This is a list that our team put together that helps review an existing VIPR SRM environment for a pending upgrade.
If you have any questions or suggestion regarding this, please let us know..
- 1) Run the latest Calypso reporting and review the Diagnostic_support.zip output
- Check Configuration and settings, Services, Tasks, CPU, Memory, Java Heap, File Space, Grants, Metrics on the Backends, Backlogs, Modules, etc.
- 2) Login to ViPR SRM UI Centralized Management – Click on Physical Overview.
- Are graphs recording data? – cpu, memory and disk utilization
- 3) Click on each host - Select the Services tab on the right
- Click on show all entries - Are all services running?
- 4) Click on each host – Select the Tasks tab on the right
- Click on show all entries - Are all enabled tasks completing successfully according to their schedules?
- 5) Check Licensing – Has the customer loaded the ELMS license or are they using temp licenses?
- Make sure customer has a valid license and it is not about to expire
- If any licensing has expired, delete them and re-synchronize.
- 6) Go to the User interface and expand Report Library
- Are all top level reports under Report Library showing information as they should?
- Any broken links?
- 7) Go to Explore>Storage>Storage Systems>Array Ser #>Topology Map
- Validate that end-to-end topology is working
- 😎 Go to Explore>Hosts>Hostname>Topology Map
- Validate that end-to-end topology is working
- 9) Continue to M&R Health Reports
- Report Library>EMC M&R Health>Stress
- Change display to show 6 hours rather than the default of 1 week
- Look for Major and Critical indications – click on the box to drill down into a specific component
- There are 4 areas that apply to each component – Alerts, Availability (%), CPU usage (%), Memory Usage (%).
- Report Library>EMC M&R Health>Stress>Components>Backends
- Memory Utilization % should be less than 70%
- CPU Usage % should be less than 60%
- Current Queued Files Count should always be less than 20
- Report Library>EMC M&R Health>Stress>Components>Collector Managers
- Change display to show 6 hours
- Show all to be sure all information is presented
- Sort by severe log count column
- Memory Utilization % should be less than 90%
- v.
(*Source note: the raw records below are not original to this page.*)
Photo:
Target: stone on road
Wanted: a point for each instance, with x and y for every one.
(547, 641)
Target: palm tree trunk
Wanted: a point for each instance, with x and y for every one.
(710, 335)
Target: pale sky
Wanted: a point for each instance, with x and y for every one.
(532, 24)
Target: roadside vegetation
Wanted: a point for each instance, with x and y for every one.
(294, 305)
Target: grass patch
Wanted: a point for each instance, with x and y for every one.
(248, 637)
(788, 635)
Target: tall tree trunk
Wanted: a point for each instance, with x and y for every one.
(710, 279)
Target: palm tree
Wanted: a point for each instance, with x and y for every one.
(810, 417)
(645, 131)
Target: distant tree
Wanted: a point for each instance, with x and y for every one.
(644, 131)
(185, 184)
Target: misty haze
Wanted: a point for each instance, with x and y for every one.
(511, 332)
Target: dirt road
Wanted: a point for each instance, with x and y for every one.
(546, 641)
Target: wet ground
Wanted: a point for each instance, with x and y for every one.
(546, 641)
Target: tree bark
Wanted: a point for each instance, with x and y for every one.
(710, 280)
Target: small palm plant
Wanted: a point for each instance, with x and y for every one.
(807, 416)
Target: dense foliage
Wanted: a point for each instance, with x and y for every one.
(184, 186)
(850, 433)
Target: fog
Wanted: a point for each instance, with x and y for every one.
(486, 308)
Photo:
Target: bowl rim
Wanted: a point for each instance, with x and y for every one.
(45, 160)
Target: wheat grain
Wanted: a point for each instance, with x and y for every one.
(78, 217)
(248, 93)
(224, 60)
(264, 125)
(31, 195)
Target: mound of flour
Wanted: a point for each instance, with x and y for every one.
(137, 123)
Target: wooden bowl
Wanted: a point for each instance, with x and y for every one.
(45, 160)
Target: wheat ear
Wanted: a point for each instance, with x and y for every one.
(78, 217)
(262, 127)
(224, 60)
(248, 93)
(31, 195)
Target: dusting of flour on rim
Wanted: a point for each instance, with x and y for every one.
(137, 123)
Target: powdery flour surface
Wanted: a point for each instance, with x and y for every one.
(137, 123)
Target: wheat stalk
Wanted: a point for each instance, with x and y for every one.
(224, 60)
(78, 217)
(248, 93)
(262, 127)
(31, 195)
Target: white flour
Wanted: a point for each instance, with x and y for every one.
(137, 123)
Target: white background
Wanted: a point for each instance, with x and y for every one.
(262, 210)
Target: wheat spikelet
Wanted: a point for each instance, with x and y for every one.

CPU Usage % should be less than 60%
- vi. Review specific reports for instances showing overages
- Report Library>EMC M&R Health>Stress>Compliance Backend
- Any issues with CPU and Memory?
- Report Library>EMC M&R Health>Stress>Components>Databases
- Current Metrics Count should be less than 1.5 million
- Contact SAM to connect with PS if database has to be split
- Report Library>EMC M&R Health>Stress>Event Processing Managers
- Any issues with CPU and Memory?
- Warning log count may be high – no issue.
- Report Library>EMC M&R Health>Stress>Topology Mapping Service
- Any issues with CPU and Memory?
- Report Library>EMC M&R Health>Stress>Components>Web Servers (Tomcat)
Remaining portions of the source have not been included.